It feels strange being the old guy in the room. They all say that come senior year. Thad Randle’s turn to say it came Monday.
“It’s crazy,” the Husker defensive tackle said. “Because, I remember my first day when I got here when I was surrounded by old guys. But it’s a blessing, being here so long, meeting all the people. I just love football. I love helping younger guys. It’s a good thing.”
Yes, it is a good thing, a good thing Randle’s around in a defensive line room full of youth.
He's sitting out this spring, recovering from knee surgery. But he might be as busy as if he had pads on.
“Basically just trying to be a coach,” Randle said.
He’s told the young players to not be afraid to ask questions.
Call him. Text him. He’ll answer.
“I think our young guys, they have a lot of heart,” Randle said. “Sometimes they just don’t believe in themselves but they just need to be coached up. When you haven’t played, you don’t really know what to expect, so you just have to help them keep their confidence up.”
He knew he’d sit out this spring when he was limping around the field last fall.
Randle, rather amazingly, played in 13 games last season with the bad knee, recording 21 tackles.
“It was hard, real hard,” Randle said. “When you’re playing with an injury, especially with your knee, as a D-lineman you need your legs. I just tried to give it my all. I knew some days I wasn’t going to feel the same. Some days I was going to feel good. It was just an uphill battle.”
Surgery awaited Randle when the season ended.

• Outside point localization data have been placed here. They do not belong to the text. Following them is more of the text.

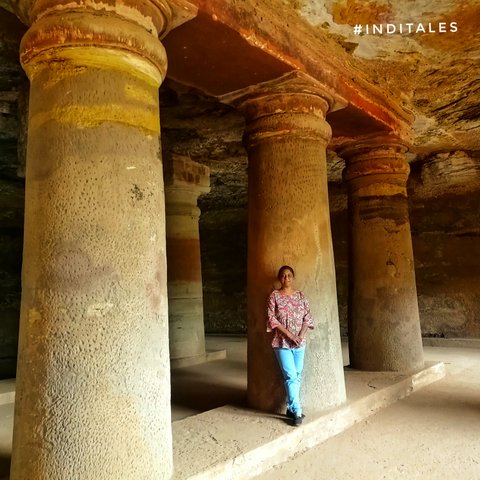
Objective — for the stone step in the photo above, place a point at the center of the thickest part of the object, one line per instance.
(237, 443)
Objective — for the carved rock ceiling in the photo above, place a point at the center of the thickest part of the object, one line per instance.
(436, 75)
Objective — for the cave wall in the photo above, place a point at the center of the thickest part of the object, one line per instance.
(12, 193)
(444, 198)
(444, 202)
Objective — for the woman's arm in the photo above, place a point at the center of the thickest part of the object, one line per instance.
(287, 333)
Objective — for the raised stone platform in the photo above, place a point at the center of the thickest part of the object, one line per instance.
(209, 356)
(237, 443)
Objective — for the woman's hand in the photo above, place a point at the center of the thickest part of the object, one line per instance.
(297, 340)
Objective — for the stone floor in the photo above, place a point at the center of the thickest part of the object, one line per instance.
(208, 409)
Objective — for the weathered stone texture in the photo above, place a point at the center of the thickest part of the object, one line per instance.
(210, 133)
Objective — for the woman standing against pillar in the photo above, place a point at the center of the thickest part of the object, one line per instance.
(289, 318)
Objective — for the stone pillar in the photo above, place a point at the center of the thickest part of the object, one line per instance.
(185, 180)
(384, 325)
(93, 384)
(289, 223)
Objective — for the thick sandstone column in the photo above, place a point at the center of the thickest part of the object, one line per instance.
(185, 180)
(384, 325)
(286, 137)
(93, 386)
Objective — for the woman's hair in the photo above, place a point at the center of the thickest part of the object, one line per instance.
(282, 268)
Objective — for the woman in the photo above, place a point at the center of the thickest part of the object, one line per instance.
(289, 318)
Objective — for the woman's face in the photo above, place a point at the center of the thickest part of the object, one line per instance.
(286, 278)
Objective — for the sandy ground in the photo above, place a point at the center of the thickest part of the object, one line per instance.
(433, 434)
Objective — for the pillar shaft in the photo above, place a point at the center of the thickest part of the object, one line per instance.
(286, 138)
(185, 180)
(93, 384)
(384, 324)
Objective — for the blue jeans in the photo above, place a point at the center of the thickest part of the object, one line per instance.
(291, 364)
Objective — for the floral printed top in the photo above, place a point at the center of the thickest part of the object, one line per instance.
(290, 311)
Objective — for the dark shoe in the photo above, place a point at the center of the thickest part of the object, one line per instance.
(290, 414)
(297, 421)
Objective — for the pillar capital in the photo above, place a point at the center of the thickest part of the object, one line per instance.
(292, 106)
(378, 159)
(122, 34)
(293, 92)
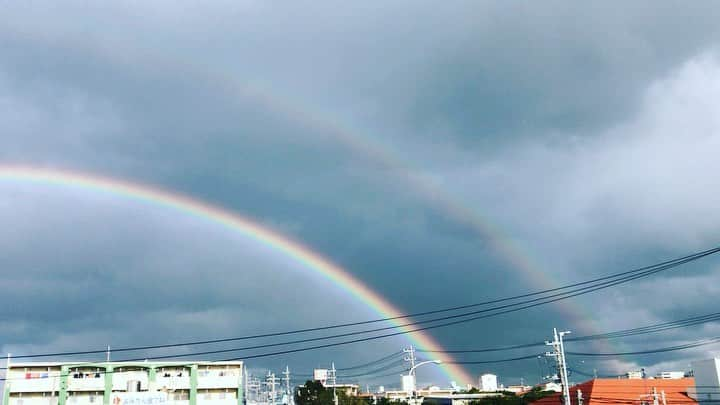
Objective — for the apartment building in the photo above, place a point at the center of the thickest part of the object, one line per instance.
(125, 383)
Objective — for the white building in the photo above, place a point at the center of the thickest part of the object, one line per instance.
(707, 381)
(125, 383)
(670, 375)
(320, 374)
(408, 383)
(488, 382)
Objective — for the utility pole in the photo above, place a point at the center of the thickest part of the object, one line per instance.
(271, 382)
(333, 377)
(411, 359)
(411, 355)
(286, 373)
(559, 354)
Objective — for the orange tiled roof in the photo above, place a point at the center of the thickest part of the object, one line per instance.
(626, 391)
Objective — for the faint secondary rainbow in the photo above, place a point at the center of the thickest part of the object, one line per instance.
(225, 218)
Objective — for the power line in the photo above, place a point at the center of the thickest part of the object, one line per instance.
(533, 303)
(681, 323)
(594, 285)
(698, 343)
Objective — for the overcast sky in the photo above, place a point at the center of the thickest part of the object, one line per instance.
(413, 143)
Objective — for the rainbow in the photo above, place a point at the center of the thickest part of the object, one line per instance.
(356, 140)
(236, 223)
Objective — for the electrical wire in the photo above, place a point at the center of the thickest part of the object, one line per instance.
(681, 323)
(595, 284)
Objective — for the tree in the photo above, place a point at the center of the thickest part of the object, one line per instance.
(314, 393)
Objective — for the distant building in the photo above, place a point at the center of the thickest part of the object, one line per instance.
(670, 375)
(707, 381)
(320, 374)
(350, 390)
(517, 389)
(552, 386)
(125, 383)
(488, 382)
(603, 391)
(408, 383)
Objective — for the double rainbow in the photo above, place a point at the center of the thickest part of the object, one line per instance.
(182, 204)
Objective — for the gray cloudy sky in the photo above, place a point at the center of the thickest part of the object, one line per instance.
(379, 134)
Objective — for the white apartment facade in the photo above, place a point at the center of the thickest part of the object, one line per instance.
(125, 383)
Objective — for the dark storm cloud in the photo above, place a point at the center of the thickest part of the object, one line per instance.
(168, 94)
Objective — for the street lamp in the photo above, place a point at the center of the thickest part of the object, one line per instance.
(412, 373)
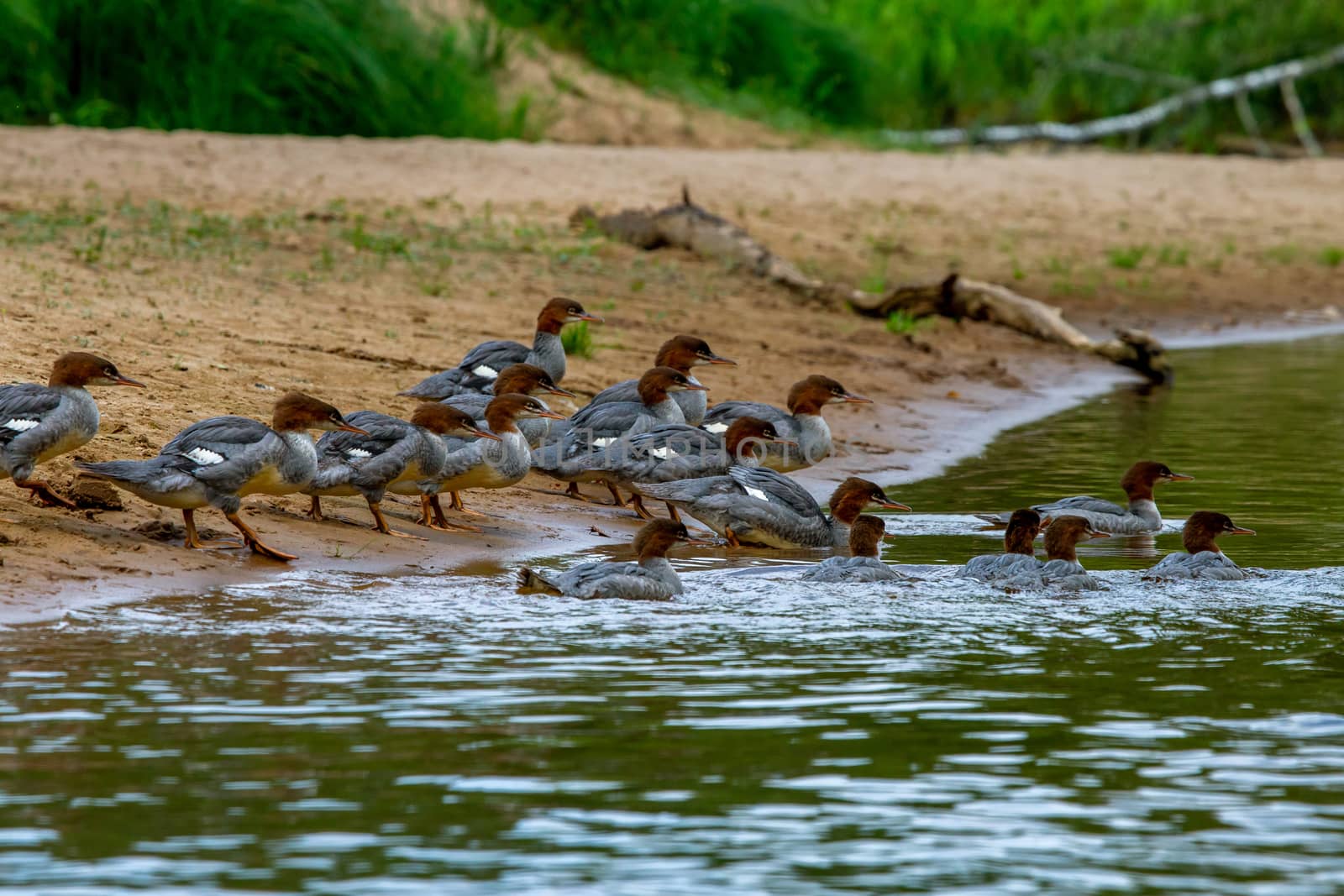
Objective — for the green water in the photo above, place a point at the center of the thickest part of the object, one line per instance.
(441, 735)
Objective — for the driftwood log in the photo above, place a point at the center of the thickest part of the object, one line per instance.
(691, 228)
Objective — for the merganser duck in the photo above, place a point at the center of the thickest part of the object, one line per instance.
(680, 354)
(866, 532)
(801, 423)
(652, 578)
(215, 463)
(483, 464)
(484, 363)
(393, 450)
(759, 506)
(1202, 558)
(523, 379)
(1139, 517)
(601, 425)
(676, 452)
(40, 422)
(1019, 550)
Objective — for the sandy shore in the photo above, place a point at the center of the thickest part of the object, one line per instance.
(218, 269)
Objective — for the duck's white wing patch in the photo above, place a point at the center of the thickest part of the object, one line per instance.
(205, 457)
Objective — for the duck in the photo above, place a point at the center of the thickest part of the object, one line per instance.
(759, 506)
(866, 533)
(1202, 558)
(1019, 548)
(801, 423)
(393, 450)
(42, 422)
(483, 364)
(483, 464)
(1139, 517)
(221, 459)
(678, 452)
(649, 578)
(523, 379)
(680, 352)
(597, 426)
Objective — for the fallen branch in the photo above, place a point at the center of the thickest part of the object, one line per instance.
(691, 228)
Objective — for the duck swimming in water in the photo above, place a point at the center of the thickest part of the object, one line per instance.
(651, 578)
(40, 422)
(1140, 516)
(1019, 550)
(1202, 558)
(801, 423)
(757, 506)
(866, 533)
(215, 463)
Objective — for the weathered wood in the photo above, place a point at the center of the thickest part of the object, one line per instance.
(691, 228)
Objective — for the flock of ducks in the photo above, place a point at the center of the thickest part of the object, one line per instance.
(481, 425)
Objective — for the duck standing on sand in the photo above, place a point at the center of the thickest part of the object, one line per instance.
(680, 354)
(757, 506)
(484, 363)
(866, 533)
(801, 423)
(40, 422)
(1019, 550)
(1140, 516)
(391, 450)
(1202, 558)
(649, 578)
(215, 463)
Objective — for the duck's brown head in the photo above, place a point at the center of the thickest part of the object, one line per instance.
(528, 379)
(816, 391)
(504, 411)
(683, 352)
(1023, 528)
(748, 436)
(1063, 535)
(659, 537)
(82, 369)
(1203, 527)
(558, 312)
(866, 533)
(445, 419)
(658, 382)
(1139, 479)
(853, 495)
(296, 411)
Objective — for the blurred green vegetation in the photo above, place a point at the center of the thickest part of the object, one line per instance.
(929, 63)
(365, 67)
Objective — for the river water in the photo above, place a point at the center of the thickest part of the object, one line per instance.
(429, 735)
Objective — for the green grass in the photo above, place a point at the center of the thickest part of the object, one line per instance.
(365, 67)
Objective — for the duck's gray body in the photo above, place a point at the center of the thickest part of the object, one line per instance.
(394, 450)
(833, 570)
(652, 579)
(756, 504)
(534, 429)
(217, 463)
(692, 402)
(479, 369)
(1211, 566)
(1142, 516)
(810, 432)
(40, 422)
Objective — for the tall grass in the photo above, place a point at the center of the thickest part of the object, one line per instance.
(929, 63)
(365, 67)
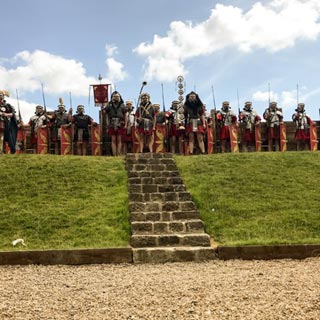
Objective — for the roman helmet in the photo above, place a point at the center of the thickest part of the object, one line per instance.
(248, 106)
(80, 108)
(225, 105)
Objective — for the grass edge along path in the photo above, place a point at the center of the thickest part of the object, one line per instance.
(55, 202)
(256, 198)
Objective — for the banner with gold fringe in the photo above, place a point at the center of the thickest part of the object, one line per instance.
(100, 94)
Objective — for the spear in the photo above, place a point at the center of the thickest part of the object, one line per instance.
(214, 117)
(163, 103)
(20, 117)
(44, 101)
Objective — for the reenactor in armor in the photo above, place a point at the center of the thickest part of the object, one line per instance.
(8, 124)
(129, 124)
(273, 115)
(146, 120)
(81, 123)
(116, 112)
(37, 121)
(160, 133)
(195, 121)
(176, 126)
(59, 119)
(303, 122)
(249, 118)
(225, 118)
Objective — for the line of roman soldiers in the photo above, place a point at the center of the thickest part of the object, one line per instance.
(186, 128)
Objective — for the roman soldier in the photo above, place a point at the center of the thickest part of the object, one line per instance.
(146, 120)
(116, 112)
(59, 119)
(177, 129)
(274, 116)
(303, 122)
(127, 139)
(225, 117)
(195, 120)
(160, 133)
(8, 124)
(37, 121)
(81, 123)
(249, 118)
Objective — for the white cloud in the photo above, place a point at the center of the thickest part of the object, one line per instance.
(26, 109)
(115, 70)
(264, 96)
(285, 99)
(58, 75)
(111, 50)
(274, 26)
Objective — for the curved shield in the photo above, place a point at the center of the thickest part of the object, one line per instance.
(43, 140)
(257, 136)
(234, 136)
(96, 140)
(159, 144)
(283, 137)
(313, 137)
(66, 140)
(135, 139)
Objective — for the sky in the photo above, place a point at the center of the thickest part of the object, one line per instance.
(232, 50)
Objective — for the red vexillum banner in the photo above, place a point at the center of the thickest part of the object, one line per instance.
(100, 93)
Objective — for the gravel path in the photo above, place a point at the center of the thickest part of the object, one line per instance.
(278, 289)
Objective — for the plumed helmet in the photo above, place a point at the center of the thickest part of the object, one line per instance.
(248, 105)
(80, 107)
(225, 105)
(129, 104)
(4, 93)
(145, 94)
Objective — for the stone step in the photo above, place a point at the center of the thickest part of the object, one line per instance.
(140, 156)
(161, 207)
(141, 167)
(172, 240)
(167, 227)
(164, 173)
(154, 188)
(164, 216)
(155, 180)
(160, 197)
(173, 254)
(130, 162)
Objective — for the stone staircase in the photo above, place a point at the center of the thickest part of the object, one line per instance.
(165, 223)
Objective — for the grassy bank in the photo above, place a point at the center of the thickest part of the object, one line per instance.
(81, 202)
(63, 202)
(256, 198)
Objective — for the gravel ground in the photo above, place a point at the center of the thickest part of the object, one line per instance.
(277, 289)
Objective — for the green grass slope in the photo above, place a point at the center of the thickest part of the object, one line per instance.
(55, 202)
(256, 198)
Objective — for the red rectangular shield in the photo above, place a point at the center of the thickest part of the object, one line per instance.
(234, 146)
(159, 139)
(66, 140)
(313, 137)
(96, 140)
(210, 145)
(43, 140)
(135, 139)
(100, 94)
(283, 137)
(257, 134)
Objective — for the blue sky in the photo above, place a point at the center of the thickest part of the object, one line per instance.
(230, 46)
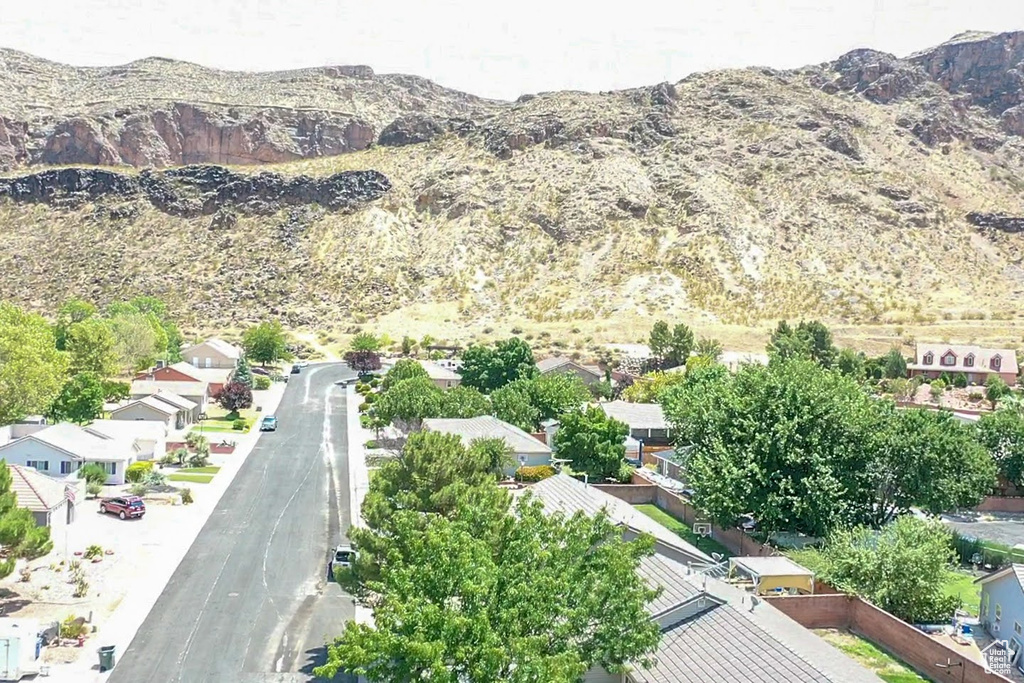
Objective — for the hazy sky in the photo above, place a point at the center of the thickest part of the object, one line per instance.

Doctors reconstructed the medial and posterior collateral ligaments. “A little bit of my meniscus," Randle said. "Stuff like that.”
Randle was bummed about it at first.
But he’s now seeing the benefits. It was a chance to not just coach the young guys but watch more tape of his own game and see where he thrived and where he came up short.
It’s his leadership with those freshmen and sophomores now that might be as important as anything.
Husker defensive line coach Rick Kaczenski did not mince words earlier in the week in saying his group — across the board, including the veterans — has a long way to go.
“We’re fortunate we don’t have to play anytime soon,” Kaczenski said after Monday's practice. “To me, it’s more the mental aspect, the toughness aspect. It’s not about assignments. It’s about not dealing with the adversity, blocking out the bad play, playing the next play, bowing up and saying enough’s enough and going from there. Just kind of getting some grit, getting a little bit more backbone to us.”
Kaczenski said it’s important his defensive line does not accept the excuse of being young.
But he acknowledges that this year is a different sort of challenge than he’s faced in past years, including his years as Iowa’s defensive line coach.
“Every year it seemed like we lost a couple guys and people were worried about who we were going to replace, and guys stepped up. We were making those jumps daily,” Kaczenski said. “But also, those guys were two or three years in the program. So it’s a little bit unique where we’re counting on so many young guys that haven’t been on campus a year, and other guys who haven’t been on campus yet.”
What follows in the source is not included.